Domitian knew that I held damning information, reinforced by well-stashed evidence. He had done his best to keep me down - so far only daring to delay my social promotion, though the threat of worse would always exist. So too, would a threat against him from me, of course. We both knew there was unfinished business between us.

This now promised to be a difficult evening. The uppity young Caesar had been demoted to running literary prizes. He seemed to judge them impartially - but it was unlikely that Domitian would be a friendly critic of my work.

Brushing off everyone else except Rutilius, the princeling swaggered by, in company with his glamorously tricked out wife, Domitia
L
epida - the great general Corbulo's daughter, a spectacular prize whom Domitian had blatantly carried off from her former husband. He ignored me. I was getting used to that tonight.
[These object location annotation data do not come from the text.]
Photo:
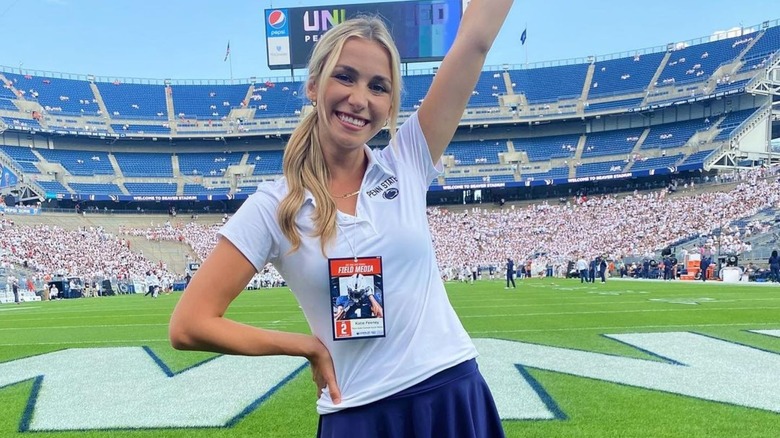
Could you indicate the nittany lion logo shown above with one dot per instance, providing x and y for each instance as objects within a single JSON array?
[{"x": 390, "y": 193}]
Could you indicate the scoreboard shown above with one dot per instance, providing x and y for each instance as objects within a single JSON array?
[{"x": 423, "y": 30}]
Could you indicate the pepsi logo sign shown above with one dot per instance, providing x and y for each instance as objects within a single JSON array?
[{"x": 277, "y": 19}]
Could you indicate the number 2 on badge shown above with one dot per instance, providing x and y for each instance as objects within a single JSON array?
[{"x": 344, "y": 328}]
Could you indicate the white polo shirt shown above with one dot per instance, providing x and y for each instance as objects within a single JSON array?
[{"x": 423, "y": 334}]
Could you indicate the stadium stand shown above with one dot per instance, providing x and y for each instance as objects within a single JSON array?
[{"x": 524, "y": 126}]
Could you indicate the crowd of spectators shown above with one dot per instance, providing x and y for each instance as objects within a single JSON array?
[
  {"x": 88, "y": 253},
  {"x": 543, "y": 237}
]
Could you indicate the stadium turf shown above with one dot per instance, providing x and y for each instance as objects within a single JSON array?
[{"x": 542, "y": 312}]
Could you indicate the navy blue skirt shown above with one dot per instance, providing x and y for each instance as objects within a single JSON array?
[{"x": 455, "y": 403}]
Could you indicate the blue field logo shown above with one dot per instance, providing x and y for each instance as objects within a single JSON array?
[{"x": 277, "y": 19}]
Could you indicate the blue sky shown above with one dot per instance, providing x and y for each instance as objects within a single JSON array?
[{"x": 186, "y": 39}]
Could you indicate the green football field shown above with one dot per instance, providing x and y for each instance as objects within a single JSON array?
[{"x": 564, "y": 359}]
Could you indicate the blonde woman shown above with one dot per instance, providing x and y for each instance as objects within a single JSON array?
[{"x": 342, "y": 209}]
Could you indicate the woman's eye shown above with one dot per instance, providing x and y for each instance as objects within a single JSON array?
[{"x": 378, "y": 88}]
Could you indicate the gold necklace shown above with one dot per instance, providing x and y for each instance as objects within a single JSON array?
[{"x": 348, "y": 195}]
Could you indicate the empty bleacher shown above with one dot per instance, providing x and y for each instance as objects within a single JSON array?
[
  {"x": 24, "y": 157},
  {"x": 549, "y": 84},
  {"x": 144, "y": 164},
  {"x": 656, "y": 162},
  {"x": 697, "y": 62},
  {"x": 161, "y": 189},
  {"x": 207, "y": 101},
  {"x": 266, "y": 162},
  {"x": 620, "y": 142},
  {"x": 207, "y": 163},
  {"x": 622, "y": 75},
  {"x": 55, "y": 95},
  {"x": 476, "y": 152},
  {"x": 672, "y": 135},
  {"x": 415, "y": 89},
  {"x": 82, "y": 163},
  {"x": 134, "y": 101},
  {"x": 547, "y": 148}
]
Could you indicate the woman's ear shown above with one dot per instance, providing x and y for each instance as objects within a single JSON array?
[{"x": 311, "y": 91}]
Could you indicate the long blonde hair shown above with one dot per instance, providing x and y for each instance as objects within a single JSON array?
[{"x": 304, "y": 164}]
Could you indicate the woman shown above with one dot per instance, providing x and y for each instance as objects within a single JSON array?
[{"x": 341, "y": 209}]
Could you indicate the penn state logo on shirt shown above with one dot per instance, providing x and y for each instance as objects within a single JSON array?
[
  {"x": 390, "y": 193},
  {"x": 385, "y": 190}
]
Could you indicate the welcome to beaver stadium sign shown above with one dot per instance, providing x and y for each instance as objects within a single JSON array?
[{"x": 219, "y": 392}]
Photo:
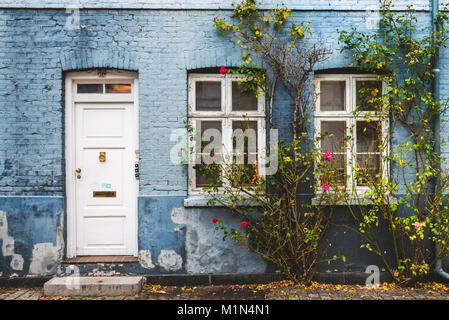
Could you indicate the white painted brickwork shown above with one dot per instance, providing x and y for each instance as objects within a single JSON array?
[{"x": 209, "y": 4}]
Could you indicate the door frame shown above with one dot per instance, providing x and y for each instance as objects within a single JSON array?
[{"x": 70, "y": 142}]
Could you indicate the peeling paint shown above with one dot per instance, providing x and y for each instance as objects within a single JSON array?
[
  {"x": 170, "y": 260},
  {"x": 46, "y": 257},
  {"x": 145, "y": 259},
  {"x": 206, "y": 252},
  {"x": 8, "y": 244}
]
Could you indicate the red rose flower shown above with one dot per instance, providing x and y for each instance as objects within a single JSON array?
[{"x": 223, "y": 70}]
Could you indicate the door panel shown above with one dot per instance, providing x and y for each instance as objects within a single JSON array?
[{"x": 106, "y": 187}]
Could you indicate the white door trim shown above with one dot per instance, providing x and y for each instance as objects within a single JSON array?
[{"x": 70, "y": 165}]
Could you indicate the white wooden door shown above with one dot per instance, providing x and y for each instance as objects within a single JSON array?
[{"x": 105, "y": 193}]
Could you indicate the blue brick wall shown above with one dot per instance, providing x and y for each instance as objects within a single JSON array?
[{"x": 162, "y": 46}]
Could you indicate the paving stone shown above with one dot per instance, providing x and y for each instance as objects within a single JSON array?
[{"x": 93, "y": 286}]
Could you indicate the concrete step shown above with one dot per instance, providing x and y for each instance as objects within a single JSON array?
[{"x": 93, "y": 286}]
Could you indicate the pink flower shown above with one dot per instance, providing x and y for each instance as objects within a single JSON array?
[{"x": 223, "y": 70}]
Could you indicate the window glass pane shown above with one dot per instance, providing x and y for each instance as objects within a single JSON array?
[
  {"x": 338, "y": 174},
  {"x": 367, "y": 91},
  {"x": 245, "y": 174},
  {"x": 242, "y": 101},
  {"x": 118, "y": 88},
  {"x": 332, "y": 95},
  {"x": 333, "y": 134},
  {"x": 244, "y": 136},
  {"x": 208, "y": 95},
  {"x": 368, "y": 134},
  {"x": 369, "y": 167},
  {"x": 90, "y": 88},
  {"x": 211, "y": 135},
  {"x": 207, "y": 175}
]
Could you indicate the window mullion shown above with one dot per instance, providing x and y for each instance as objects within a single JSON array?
[{"x": 227, "y": 148}]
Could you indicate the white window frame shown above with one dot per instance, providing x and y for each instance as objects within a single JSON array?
[
  {"x": 226, "y": 115},
  {"x": 351, "y": 123}
]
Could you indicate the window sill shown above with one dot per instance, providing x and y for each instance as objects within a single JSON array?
[
  {"x": 351, "y": 202},
  {"x": 200, "y": 201}
]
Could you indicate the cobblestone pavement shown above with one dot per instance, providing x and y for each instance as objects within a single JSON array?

In the excitement, the gatecrashers managed to gain entry, but it now seemed best to allow in the largest audience we could commandeer. Among the final comers I suddenly saw Maia; she made a typically swift arrival, her dark curls and self-possessed air turning heads. Petronius Longus made a move to escort her to a seat, but she squeezed through the press, bypassed both Petro and me, boldly made her way to the best position in the room, and forced herself a niche alongside Ma. The imperial party should have been ensconced in state there at the apsidal end, but they remained to one side. Courtiers hoicked themselves up onto shoulder-high wall ledges. Domitian deigned to sit on a portable bench. I recognised - as Rutilius may not have done - that this was a courtesy visit only; the royal troupe had dropped in to be gracious, but were leaving themselves space to make a getaway as soon as they grew bored.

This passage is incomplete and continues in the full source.